国土交通省能登復興事務所 輪島市熊野地区の河原田川流域の緊急復旧工事
国土交通省北陸地方整備局能登復興事務所が復旧工事を進めている輪島市熊野地区の河原田川流域において、河川の緊急復旧工事がほぼ完了した。同工事は昨年元旦に生じた山腹崩壊の土砂除去と河川の機能回復、護岸復旧などを目的としたもので、熊野地区の河原田川上流(北東)側と下流(西側)で山腹が斜面崩壊を起こし、それら大量の土砂が河原田川に流入し、河川閉塞などを生じさせ、行き場を失った水が家屋や田畑に向かい、甚大な被害を与えたもの。それらの土砂を除去、さらには河床掘削や護岸復旧などを進めている現場を取材した。
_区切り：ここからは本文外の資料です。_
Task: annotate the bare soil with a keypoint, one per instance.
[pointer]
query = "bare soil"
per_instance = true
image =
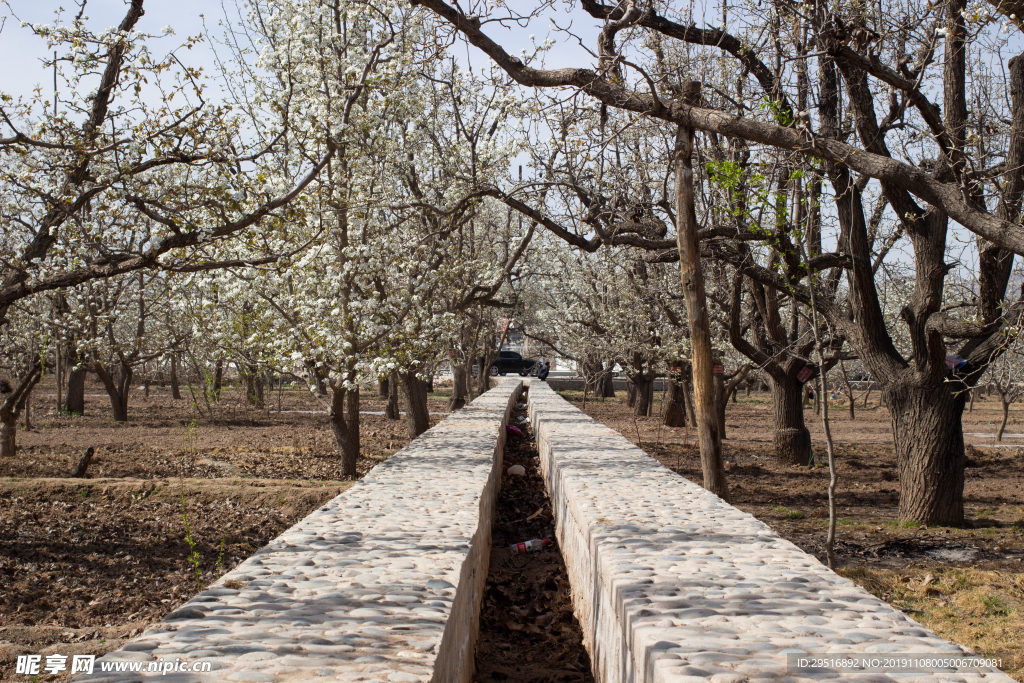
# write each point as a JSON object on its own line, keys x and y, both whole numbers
{"x": 975, "y": 595}
{"x": 528, "y": 633}
{"x": 173, "y": 499}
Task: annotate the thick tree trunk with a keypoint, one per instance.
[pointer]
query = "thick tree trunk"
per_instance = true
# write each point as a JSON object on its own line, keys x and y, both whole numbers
{"x": 391, "y": 408}
{"x": 675, "y": 406}
{"x": 644, "y": 392}
{"x": 175, "y": 387}
{"x": 417, "y": 415}
{"x": 11, "y": 408}
{"x": 483, "y": 377}
{"x": 691, "y": 275}
{"x": 83, "y": 463}
{"x": 792, "y": 439}
{"x": 117, "y": 385}
{"x": 606, "y": 385}
{"x": 631, "y": 393}
{"x": 688, "y": 397}
{"x": 254, "y": 386}
{"x": 345, "y": 425}
{"x": 721, "y": 399}
{"x": 460, "y": 390}
{"x": 929, "y": 436}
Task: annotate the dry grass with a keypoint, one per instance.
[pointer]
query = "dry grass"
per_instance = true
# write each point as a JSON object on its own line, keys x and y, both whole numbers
{"x": 983, "y": 610}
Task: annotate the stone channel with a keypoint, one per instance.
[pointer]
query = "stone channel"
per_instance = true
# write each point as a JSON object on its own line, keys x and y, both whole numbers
{"x": 382, "y": 584}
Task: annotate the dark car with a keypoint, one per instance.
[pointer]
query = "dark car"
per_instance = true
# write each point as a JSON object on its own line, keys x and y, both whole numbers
{"x": 510, "y": 361}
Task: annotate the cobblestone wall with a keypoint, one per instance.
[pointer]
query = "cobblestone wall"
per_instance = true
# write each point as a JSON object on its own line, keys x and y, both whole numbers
{"x": 381, "y": 584}
{"x": 672, "y": 585}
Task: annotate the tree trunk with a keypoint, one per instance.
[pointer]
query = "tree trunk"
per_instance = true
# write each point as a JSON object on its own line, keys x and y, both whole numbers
{"x": 675, "y": 407}
{"x": 28, "y": 411}
{"x": 631, "y": 393}
{"x": 929, "y": 436}
{"x": 606, "y": 385}
{"x": 391, "y": 409}
{"x": 691, "y": 275}
{"x": 345, "y": 425}
{"x": 643, "y": 393}
{"x": 175, "y": 387}
{"x": 8, "y": 432}
{"x": 849, "y": 390}
{"x": 75, "y": 392}
{"x": 1006, "y": 414}
{"x": 688, "y": 397}
{"x": 11, "y": 408}
{"x": 461, "y": 387}
{"x": 254, "y": 386}
{"x": 117, "y": 385}
{"x": 218, "y": 378}
{"x": 83, "y": 463}
{"x": 58, "y": 359}
{"x": 721, "y": 399}
{"x": 483, "y": 377}
{"x": 417, "y": 415}
{"x": 792, "y": 438}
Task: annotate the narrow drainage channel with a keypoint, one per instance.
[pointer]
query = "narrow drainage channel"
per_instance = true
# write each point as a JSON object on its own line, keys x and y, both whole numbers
{"x": 527, "y": 630}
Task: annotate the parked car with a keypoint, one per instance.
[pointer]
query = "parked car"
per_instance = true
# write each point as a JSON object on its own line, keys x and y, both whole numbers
{"x": 510, "y": 361}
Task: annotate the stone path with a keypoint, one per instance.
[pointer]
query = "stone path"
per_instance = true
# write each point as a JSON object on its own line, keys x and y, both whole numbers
{"x": 672, "y": 585}
{"x": 381, "y": 584}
(井手迫瑞樹)
輪島市熊野地区の河原田川流域の地震による被害状況(2024年1月4日撮影、能登復興事務所提供、以下注釈なきは同)
現場に自前で生コンプラントを構築して対応、ゴムクローラー式コンクリートミキサー車を活用し、工期を約3カ月程度短縮
本復旧に着手したのは、昨年11月の非出水期から
河川増水時には仮締切を越水する恐れがあるため危険判断について特に留意
同現場は、発災直後1月11日から現場に着手、土砂や流木を撤去しつつ、昨年5月の出水期までに仮水路を設け、河川の流れが通じるようにした。その後、非出水期に本格的な復旧を目指した。9月中旬には大規模な豪雨が能登半島を襲ったが、幸いに同地区においては再損傷もなく、下流側の斜面の一部崩壊と上流の左岸の護岸斜面の小規模な洗堀にとどまった。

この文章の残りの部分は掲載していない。